Berdasarkan catatan Indonesia Corruption Watch (ICW) selama delapan tahun terakhir, terdapat 242 kepala daerah yang terseret dalam pusaran korupsi. Lebih rinci aktivis ICW Donal Fariz menyebutkan, dalam rentang Januari hingga Februari 2018, Komisi Pemberantasan Korupsi (KPK) sudah menjaring delapan kepala daerah. Sebanyak lima tersangka di antaranya diketahui mencalonkan kembali pada gelaran pilkada 2018.
Dia turut meyayangkan hal ini, apalagi belakangan muncul upaya intervensi sejumlah tangan dalam kerja KPK. Yang teranyar, Menteri Koordinator Bidang Politik, Hukum, dan Keamanan (Menkopolhumkam) Wiranto meminta KPK menunda pengusutan kasus korupsi, dengan dalih mengurangi kegaduhan politik. Fariz menilai jika usul Wiranto diamini, maka ini menjadi indikasi kemunduran negara dalam memastikan pemerintahan yang bersih dari korupsi. Lebih lanjut, itu mampu mencederai demokrasi rakyat.
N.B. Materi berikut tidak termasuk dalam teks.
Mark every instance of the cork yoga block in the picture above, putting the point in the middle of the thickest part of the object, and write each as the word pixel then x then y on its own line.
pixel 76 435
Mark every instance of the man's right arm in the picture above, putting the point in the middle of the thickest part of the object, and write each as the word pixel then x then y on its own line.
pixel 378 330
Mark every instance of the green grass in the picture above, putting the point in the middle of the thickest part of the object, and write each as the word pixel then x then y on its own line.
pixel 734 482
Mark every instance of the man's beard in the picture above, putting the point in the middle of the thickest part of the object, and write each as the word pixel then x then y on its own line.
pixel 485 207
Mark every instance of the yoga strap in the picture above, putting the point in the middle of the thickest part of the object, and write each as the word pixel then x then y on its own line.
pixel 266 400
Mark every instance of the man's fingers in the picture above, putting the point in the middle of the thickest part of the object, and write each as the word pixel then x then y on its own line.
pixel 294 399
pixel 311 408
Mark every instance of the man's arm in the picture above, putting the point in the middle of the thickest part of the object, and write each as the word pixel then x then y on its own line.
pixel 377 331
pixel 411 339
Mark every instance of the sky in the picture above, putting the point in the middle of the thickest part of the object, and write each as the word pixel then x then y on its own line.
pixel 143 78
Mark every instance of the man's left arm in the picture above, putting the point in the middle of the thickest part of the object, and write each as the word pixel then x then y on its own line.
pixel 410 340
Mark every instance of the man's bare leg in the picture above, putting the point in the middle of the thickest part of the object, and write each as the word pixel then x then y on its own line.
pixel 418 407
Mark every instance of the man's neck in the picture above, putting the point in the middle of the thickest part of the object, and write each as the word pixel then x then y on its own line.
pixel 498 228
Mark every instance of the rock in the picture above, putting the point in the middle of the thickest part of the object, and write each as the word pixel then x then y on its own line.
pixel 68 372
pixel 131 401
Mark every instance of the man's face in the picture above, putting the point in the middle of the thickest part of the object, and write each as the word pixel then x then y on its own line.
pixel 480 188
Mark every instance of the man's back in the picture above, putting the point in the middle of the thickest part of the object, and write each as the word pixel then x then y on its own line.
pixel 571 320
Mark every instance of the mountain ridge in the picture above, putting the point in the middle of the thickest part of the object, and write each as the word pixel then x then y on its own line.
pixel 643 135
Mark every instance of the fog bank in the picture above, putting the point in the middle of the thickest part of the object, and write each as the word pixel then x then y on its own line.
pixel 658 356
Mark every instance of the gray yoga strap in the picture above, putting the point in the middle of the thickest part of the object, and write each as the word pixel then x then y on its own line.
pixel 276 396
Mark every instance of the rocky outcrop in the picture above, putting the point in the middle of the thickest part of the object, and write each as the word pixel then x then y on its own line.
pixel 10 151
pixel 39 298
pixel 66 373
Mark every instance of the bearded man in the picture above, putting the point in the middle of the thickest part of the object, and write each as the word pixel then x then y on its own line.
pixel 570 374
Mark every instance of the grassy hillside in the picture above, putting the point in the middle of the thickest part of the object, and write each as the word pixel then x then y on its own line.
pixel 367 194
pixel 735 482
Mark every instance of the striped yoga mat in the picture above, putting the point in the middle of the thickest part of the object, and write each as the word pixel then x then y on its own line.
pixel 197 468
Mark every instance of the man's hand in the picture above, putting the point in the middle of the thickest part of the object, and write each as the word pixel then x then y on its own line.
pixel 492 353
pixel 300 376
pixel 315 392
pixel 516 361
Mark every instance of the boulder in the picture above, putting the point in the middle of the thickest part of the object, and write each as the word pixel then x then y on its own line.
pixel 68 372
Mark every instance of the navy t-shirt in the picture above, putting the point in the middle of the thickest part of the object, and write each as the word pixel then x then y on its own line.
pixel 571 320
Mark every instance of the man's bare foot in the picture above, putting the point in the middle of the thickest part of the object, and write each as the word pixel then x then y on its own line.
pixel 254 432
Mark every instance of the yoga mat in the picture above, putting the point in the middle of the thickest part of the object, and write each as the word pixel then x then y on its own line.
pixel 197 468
Untuk itu, begitu KPK memutuskan tetap melanjutkan proses hukum, Fariz sangat mendukungnya. Apalagi, penindakan terhadap kepala daerah yang terjerat korupsi, menegaskan hubungan sebab akibat dengan upaya pemenangan pilkada 2018.
Pasalnya, kasus yang melibatkan calon kepala daerah ini disebut-sebut guna mendanai pilkada yang berbiaya tinggi. Ongkos politik yang mahal tersebut, umumnya terletak pada pengeluaran ilegal seperti mahar politik, jual beli suara, suap penyelenggara, serta biaya lain berupa pendanaan saksi.
Merujuk pada mahalnya biaya politik yang melahirkan korupsi berjamaah kader parpol dan calon kepala daerah, ICW menaruh harapan besar pada penyelenggara pemilu. Namun sayangnya, integritas penyelenggara pemilu justru dipertanyakan akhir-akhir ini.